The idea of “reverse mentoring” is still fairly novel in today’s world of work.
If you haven’t heard of it, it’s not all that different from traditional mentoring: an experienced employee is still paired with someone newer, but the younger person is the one responsible for sharing insight with the older one.
Jack Welch, the former CEO of GE, is credited with popularizing this upside-down approach to mentoring back in 1999. He imagined that his tech-savvy younger workers might know a thing or two more about the Internet than his older executive team, so he began requiring each executive to take on a more junior employee as their mentor.
Other business leaders, particular those in industries that rely on technology for success, quickly followed suit. While some older employees may have been insulted by the idea of forfeiting seniority and being schooled by a twenty-something, reverse mentoring has widely been lauded as a smart and effective means of tapping into the generational insights of younger employees. The use of technology is second nature to most young people, so they are natural teachers for more senior members of the organization. Additionally, they have firsthand insight into the minds and values of other young people, which can help inform marketing and other outreach efforts.
It is easy to see how insight from young people could help improve older generations’ tech skills and increase their understanding of the latest trends. But the benefits don’t stop there. Flipping the hierarchy in this way also has the potential to deepen engagement among Millennial employees—and thereby reduce turnover among a generation that is often seen as flighty. Specifically, reverse mentoring can help these people strengthen their connection to the organization’s mission, increase their sense of being valued at work, and foster more inclusivity.
Contribute to Mission
A reverse mentoring initiative can be a powerful engagement tool for the Millennial generation because of their idealistic and purpose-oriented approach to work. In general, Millennials are most fulfilled when they a) believe in the mission of their organization or feel personally aligned with the organization’s core values and b) can see a direct link between the mission/values and the work they do each day.
A reverse mentoring relationship creates a space for Millennials to forge deeper relationships with higher ups and can help them reconnect with these deeper organizational goals. They are able to gain unprecedented access to senior team members, giving them a window into how organizational decisions are made. And since they are the ones teaching these key decision makers, Millennials feel that their unique insight and knowledge is contributing the organization’s mission and strategic success.
Building on the previous point, a reverse mentoring initiative may also reinforce the idea that everyone matters. As feeling valued at work is one of the greatest predictors of overall engagement, it is vital to give people the opportunity to display the best of their abilities and be recognized for them—especially during a phase of transitioning businessconditions.

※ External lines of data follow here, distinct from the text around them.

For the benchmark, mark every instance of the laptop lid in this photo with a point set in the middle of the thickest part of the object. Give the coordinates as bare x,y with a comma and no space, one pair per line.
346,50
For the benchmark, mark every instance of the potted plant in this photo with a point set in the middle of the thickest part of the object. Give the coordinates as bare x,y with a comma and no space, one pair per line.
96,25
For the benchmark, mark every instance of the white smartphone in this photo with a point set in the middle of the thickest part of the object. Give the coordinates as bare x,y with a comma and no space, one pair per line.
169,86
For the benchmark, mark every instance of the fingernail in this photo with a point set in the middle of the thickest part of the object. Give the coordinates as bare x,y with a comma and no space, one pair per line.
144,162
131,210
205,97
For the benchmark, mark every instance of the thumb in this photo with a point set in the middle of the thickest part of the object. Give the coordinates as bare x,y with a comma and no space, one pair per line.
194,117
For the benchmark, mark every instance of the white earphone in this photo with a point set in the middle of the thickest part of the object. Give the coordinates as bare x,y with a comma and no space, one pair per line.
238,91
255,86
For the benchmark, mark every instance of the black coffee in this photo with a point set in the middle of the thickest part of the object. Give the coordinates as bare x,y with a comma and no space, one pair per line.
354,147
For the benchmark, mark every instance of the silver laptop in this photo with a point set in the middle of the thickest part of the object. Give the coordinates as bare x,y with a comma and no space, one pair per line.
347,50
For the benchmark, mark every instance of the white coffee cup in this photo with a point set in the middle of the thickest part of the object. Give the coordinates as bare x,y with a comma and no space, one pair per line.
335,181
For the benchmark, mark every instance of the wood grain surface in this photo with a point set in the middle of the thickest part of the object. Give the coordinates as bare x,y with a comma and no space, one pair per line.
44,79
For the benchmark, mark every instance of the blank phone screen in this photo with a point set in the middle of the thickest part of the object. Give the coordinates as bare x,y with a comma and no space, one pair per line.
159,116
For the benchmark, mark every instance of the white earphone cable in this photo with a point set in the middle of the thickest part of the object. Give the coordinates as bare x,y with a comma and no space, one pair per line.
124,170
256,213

Fostering greater communication and collaboration between people at different levels of an organization can help increase employees’ sense of being valued, as they are able to work with others toward solutions that drive success. This is particularly effective when older executives see this exercise as an opportunity for genuine give and take, rather than as a threat to their seniority. Reverse mentoring relationships can also facilitate transparency and trust between both groups, which helps all parties involve feel more valued and understood. Finally, this arrangement creates new opportunities for senior leaders to express appreciation for Millennial employees and recognize what they bring to the table.
Finally, reverse mentoring may be a useful tool for fostering more inclusion in the workplace. While diversity has been shown to help drive innovation and problem-solving, it is also increasingly important to Millennial retention: in one survey, 47 percent of Millennials said that a diverse and inclusive workplace would be important in their job search if they started looking tomorrow.

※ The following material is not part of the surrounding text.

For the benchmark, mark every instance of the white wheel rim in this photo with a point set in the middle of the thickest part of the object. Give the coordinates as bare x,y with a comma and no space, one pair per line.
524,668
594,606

Reverse mentoring relationships can help create a more inclusive environment by bridging the gap between generations and people of varying backgrounds, genders, or ethnicities. When leaders are able to gain direct one-on-one experience with people of different experiences, they’re able to cultivate a greater sense of empathy and appreciation for diverse perspectives. As a result, they can steer the organization toward greater support for inclusion initiatives, helping create the conditions that Millennials have come to expect from their workplaces on this front.
Looking at it from this perspective, reverse mentoring becomes much more than a transactional arrangement in which executives cash in on Millennials’ unique experiences and young people get to rub elbows with more experienced folks. It becomes a genuine relationship that strengthens commitment and deepens trust. Why not see how this “backwards” approach can help your organization achieve success?